Friday, February 8, 2008

The Holler


This is Salt Gum Holler, as recreated by Google Earth. This is the land my great, great grandfather Simon settled when he immigrated to Ohio from Germany. His son John built the house that my grandfather, father, and brother lived in at different points in their life. My aunt and uncle live in it now. My dad's aunt and her brood live in the branch of the holler that leads off to the right--they are the rebellious drunken side of the family. My aunt's (the one who lives in the homestead) inlaws live down the left fork. My dad's brother lives at the bottom of the picture, across the street from his cousin. My cousin lives in one of the trailers at the top left, and his aunt and cousin live in the other trailer.

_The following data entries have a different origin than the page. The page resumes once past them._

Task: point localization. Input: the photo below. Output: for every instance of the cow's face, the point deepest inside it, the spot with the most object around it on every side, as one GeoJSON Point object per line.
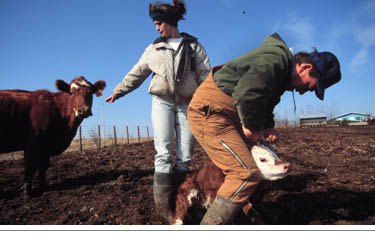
{"type": "Point", "coordinates": [80, 91]}
{"type": "Point", "coordinates": [269, 164]}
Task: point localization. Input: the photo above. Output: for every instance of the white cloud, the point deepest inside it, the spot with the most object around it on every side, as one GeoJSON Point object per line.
{"type": "Point", "coordinates": [302, 32]}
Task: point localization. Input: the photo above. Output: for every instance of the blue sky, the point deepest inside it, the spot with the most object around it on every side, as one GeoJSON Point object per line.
{"type": "Point", "coordinates": [45, 40]}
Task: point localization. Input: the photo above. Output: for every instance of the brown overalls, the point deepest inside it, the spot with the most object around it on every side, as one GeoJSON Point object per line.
{"type": "Point", "coordinates": [217, 127]}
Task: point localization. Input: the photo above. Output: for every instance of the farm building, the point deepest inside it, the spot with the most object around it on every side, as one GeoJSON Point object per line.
{"type": "Point", "coordinates": [313, 120]}
{"type": "Point", "coordinates": [353, 118]}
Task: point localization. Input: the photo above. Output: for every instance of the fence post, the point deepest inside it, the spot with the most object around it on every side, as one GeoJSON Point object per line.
{"type": "Point", "coordinates": [99, 142]}
{"type": "Point", "coordinates": [139, 135]}
{"type": "Point", "coordinates": [127, 134]}
{"type": "Point", "coordinates": [114, 134]}
{"type": "Point", "coordinates": [80, 138]}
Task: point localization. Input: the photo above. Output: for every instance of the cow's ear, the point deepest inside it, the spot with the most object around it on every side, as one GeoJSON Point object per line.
{"type": "Point", "coordinates": [98, 87]}
{"type": "Point", "coordinates": [62, 86]}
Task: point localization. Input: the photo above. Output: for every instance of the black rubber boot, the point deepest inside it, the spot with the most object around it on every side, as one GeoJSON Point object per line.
{"type": "Point", "coordinates": [222, 211]}
{"type": "Point", "coordinates": [162, 190]}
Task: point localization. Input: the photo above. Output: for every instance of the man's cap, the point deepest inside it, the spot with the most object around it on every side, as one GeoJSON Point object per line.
{"type": "Point", "coordinates": [329, 68]}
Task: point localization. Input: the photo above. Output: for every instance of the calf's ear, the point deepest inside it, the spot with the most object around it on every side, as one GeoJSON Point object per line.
{"type": "Point", "coordinates": [62, 86]}
{"type": "Point", "coordinates": [98, 87]}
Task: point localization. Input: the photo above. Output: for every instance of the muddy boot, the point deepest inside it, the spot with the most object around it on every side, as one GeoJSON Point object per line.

The fields just above the fork in the road are fields my family farmed and plowed for generations and generations, only ceasing in the last few decades. My great grandfather built the barn on the homestead with logs he pulled from the Muskingum River during the great flood in the 1920s. Down the hill there is a machine shop where my grandfather kept an ancient lathe, as well as a root cellar, and a shack that has housed a nanny goat for I don't know how many years.

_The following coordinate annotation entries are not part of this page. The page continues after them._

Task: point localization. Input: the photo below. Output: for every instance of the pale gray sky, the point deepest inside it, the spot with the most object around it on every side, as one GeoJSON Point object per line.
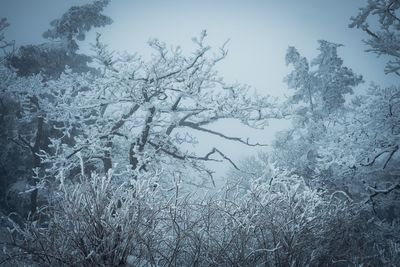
{"type": "Point", "coordinates": [260, 32]}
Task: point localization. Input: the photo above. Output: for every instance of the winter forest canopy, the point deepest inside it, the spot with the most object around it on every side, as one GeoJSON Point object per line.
{"type": "Point", "coordinates": [105, 158]}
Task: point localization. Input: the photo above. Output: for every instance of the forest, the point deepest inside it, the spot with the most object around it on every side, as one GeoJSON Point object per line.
{"type": "Point", "coordinates": [95, 168]}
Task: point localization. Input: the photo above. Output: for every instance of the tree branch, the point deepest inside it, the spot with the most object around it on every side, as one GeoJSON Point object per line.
{"type": "Point", "coordinates": [195, 126]}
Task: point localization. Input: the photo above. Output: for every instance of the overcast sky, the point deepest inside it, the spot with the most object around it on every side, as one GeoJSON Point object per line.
{"type": "Point", "coordinates": [259, 31]}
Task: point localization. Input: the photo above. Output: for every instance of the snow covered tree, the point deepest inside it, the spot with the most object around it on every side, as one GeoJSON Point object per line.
{"type": "Point", "coordinates": [78, 20]}
{"type": "Point", "coordinates": [384, 39]}
{"type": "Point", "coordinates": [140, 114]}
{"type": "Point", "coordinates": [317, 104]}
{"type": "Point", "coordinates": [50, 58]}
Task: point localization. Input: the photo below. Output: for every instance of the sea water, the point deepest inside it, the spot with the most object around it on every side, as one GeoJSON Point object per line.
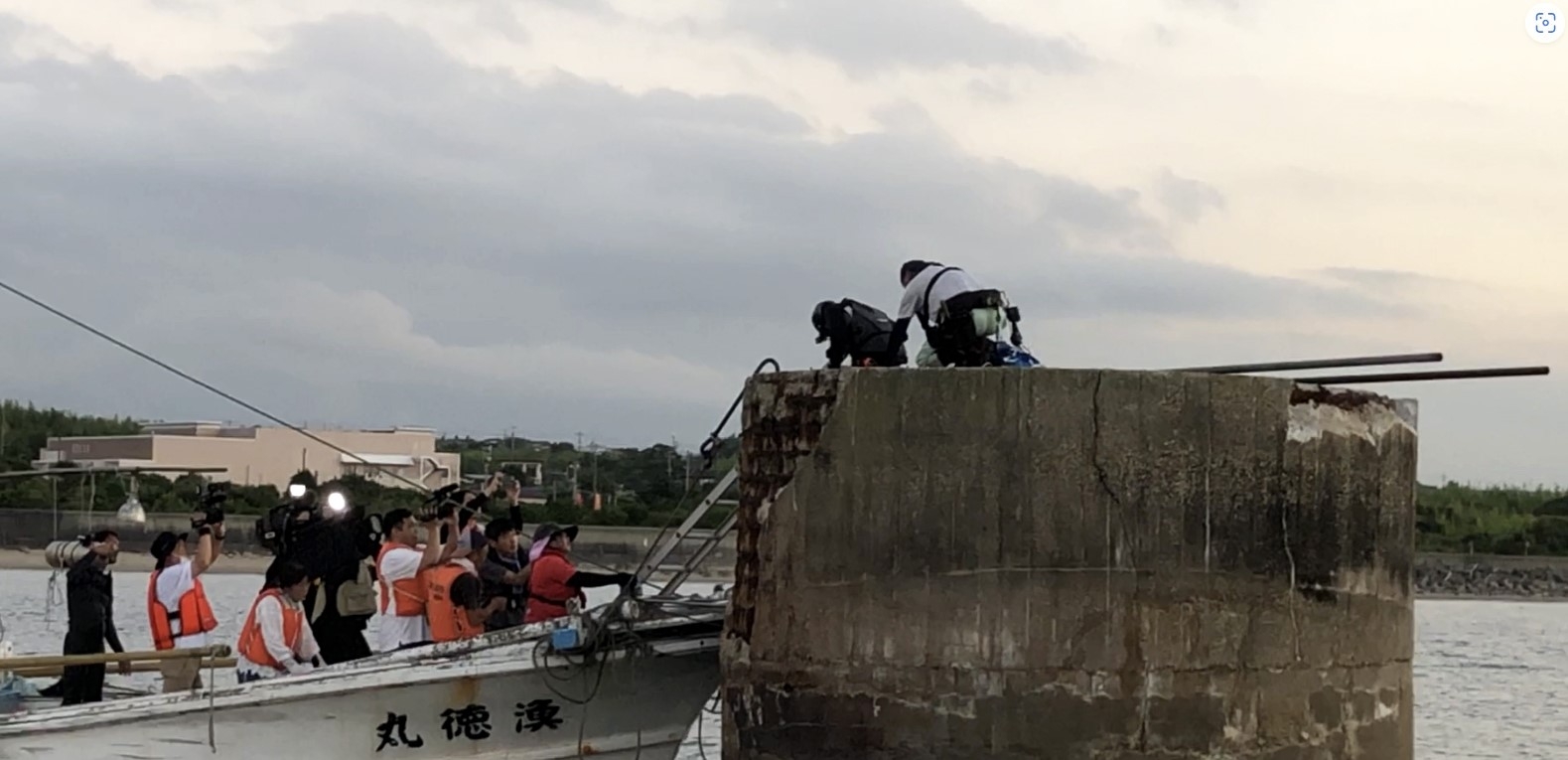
{"type": "Point", "coordinates": [1492, 678]}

This is where I spent my summers growing up. My parents worked, but my aunts and grandparents didn't, and I would spend all day with them on the front porch swing of the homestead, looking down into the valley out over the beautiful countryside and going for walks.

This piece of land and the people who live on it are an awfully big part of who I am. They are the reason I love country music and listen to it when I'm alone. They teach me what faithfulness and loyalty mean. They remind me to treat poor people well, and to take care of people you care about. This place is everything that holds us back, and everything that comforts and defines us. This has been home for 200 years.